- Cô Hầu Gái
- Directed by: Derek Nguyen
- Written by: Derek Nguyen
- Produced by: Timothy Linh Bui Yuno Choi Ha Quynh Vu Nguyen The Phong
- Starring: Nhung Kate Jean-Michel Richaud Kim Xuan Rosie Fellner Phi Phung Kien An
- Cinematography: Sam Chase
- Edited by: Stephane Gauger
- Music by: Jerome Leroy
- Production companies: HKFilm Vietnam CJ E&M Film Division
- Release date: 16 September 2016;
- Running time: 106 minutes
- Country: Vietnam
- Languages: Vietnamese English

= The Housemaid (2016 film) =

The Housemaid (Cô Hầu Gái) is a 2016 Vietnamese gothic romance horror film directed by Derek Nguyen and starring Nhung Kate, Jean-Michel Richaud, Kim Xuan, and Rosie Fellner. Released in Vietnam on 16 September 2016, the film became the third-highest-grossing horror film in Vietnam's history and had its North American premiere at the 2017 Los Angeles Film Festival.

==Plot==
Set in 1953 Vietnam during the First Indochinese War, the film tells the story of an orphaned country girl named Linh, who gets hired to be a housemaid at a haunted French rubber plantation. She unexpectedly falls in love with the French landowner Captain Sebastien Laurent, and awakens the vengeful ghost of his dead wife, Camille... who is out for blood.

==Cast==
- Nhung Kate as Linh
- Jean-Michel Richaud as Captain Sebastien Laurent
- Kim Xuan as Mrs. Han
- Phi Phung as Mrs. Ngo
- Kien An as Mr. Chau
- Svitlana Kovalenko as Madame Camille
- Rosie Fellner as Madeleine
- Lan Phuong as Linh's mother
- Linh Son Nguyen as Bao

==Release==
The film was released in Vietnam on 16 September 2016. Since then, the film has sold to 18 different territories including Australia (JBG Pictures), Turkey (Medyavizyon), Peru (Delta Films), Malaysia (Suraya Filem), and the UK (Eureka Entertainment). IFC Films released the film theatrically and on video on demand on 16 February 2018 in North America via their horror label IFC Midnight.

==Reception==
===Critical reception===
The review aggregator website Rotten Tomatoes reported that 69% of critics have given the film a positive review based on 13 reviews, with an average rating of 5.79/10. On Metacritic, the film has a weighted average score of 61 out of 100 based on 4 critics, indicating "generally favorable reviews".

===Awards===
At the 2017 Los Angeles Film Festival, Nhung Kate received a Special Jury Prize for Acting for her portrayal of Linh.
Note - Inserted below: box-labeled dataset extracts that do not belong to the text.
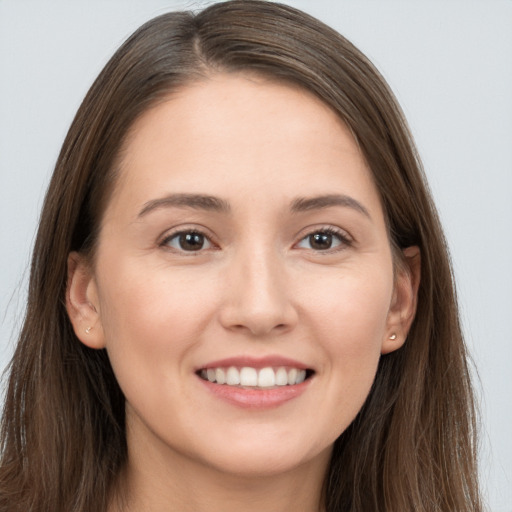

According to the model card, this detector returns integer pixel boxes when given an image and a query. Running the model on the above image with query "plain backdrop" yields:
[0,0,512,512]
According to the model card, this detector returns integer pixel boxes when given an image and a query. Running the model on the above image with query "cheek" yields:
[95,262,219,381]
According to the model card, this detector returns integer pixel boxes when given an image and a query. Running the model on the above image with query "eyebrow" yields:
[138,194,371,219]
[138,194,231,217]
[292,194,371,219]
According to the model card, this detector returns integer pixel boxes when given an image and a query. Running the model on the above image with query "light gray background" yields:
[0,0,512,512]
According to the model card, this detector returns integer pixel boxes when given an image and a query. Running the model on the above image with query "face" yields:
[68,75,416,482]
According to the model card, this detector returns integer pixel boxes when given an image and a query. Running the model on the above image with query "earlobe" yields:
[66,252,105,349]
[381,246,421,354]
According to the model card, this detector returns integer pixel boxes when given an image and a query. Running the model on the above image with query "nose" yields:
[220,250,298,337]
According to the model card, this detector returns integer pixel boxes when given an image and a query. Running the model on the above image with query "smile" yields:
[198,366,312,389]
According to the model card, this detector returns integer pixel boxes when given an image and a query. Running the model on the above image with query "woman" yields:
[0,1,481,512]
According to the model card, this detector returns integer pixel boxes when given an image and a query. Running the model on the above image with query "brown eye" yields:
[309,233,333,251]
[297,229,350,251]
[164,231,211,252]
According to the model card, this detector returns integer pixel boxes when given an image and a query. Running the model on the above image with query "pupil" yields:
[180,233,204,251]
[309,233,332,250]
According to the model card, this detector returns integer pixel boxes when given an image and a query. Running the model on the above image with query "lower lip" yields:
[198,377,311,409]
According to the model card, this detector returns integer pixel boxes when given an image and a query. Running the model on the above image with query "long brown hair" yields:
[0,0,482,512]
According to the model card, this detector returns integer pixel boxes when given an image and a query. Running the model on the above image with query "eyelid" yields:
[294,224,355,254]
[157,225,218,256]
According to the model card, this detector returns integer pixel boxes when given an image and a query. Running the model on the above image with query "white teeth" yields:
[215,368,226,384]
[226,366,240,386]
[288,368,297,386]
[276,368,288,386]
[240,366,258,386]
[258,368,276,388]
[295,370,306,384]
[200,366,306,388]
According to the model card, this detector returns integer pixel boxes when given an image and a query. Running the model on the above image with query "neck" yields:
[110,426,330,512]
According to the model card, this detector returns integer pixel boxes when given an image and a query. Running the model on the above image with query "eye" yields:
[162,231,212,252]
[297,229,350,251]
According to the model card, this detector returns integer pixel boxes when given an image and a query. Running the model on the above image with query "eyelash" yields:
[159,227,353,256]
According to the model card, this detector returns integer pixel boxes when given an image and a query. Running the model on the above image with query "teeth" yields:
[201,366,306,388]
[226,367,240,386]
[240,367,258,386]
[258,368,276,388]
[276,368,288,386]
[288,368,298,386]
[215,368,226,384]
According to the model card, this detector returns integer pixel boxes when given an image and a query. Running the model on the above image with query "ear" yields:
[381,246,421,354]
[66,252,105,349]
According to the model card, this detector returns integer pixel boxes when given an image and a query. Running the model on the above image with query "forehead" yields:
[107,74,378,221]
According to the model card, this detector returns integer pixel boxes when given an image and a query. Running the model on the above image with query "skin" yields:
[67,74,418,512]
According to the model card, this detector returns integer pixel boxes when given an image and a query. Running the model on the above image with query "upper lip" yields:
[197,355,312,370]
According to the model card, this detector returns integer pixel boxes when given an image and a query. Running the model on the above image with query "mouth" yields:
[196,366,315,390]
The film was honored with the Silver Lotus Award (second prize) at the 2017 Vietnamese Film Festival and received awards for Best Score and Best Sound Design.

==Remake==
CJ E&M Film Division is producing and financing an American remake of the film, with a screenplay to be written by Oscar-winning screenwriter Geoffrey S. Fletcher. Fletcher plans to relocate the setting from colonial Vietnam during the First Indochina War to the American South during the Reconstruction era but otherwise preserve the general plot structure.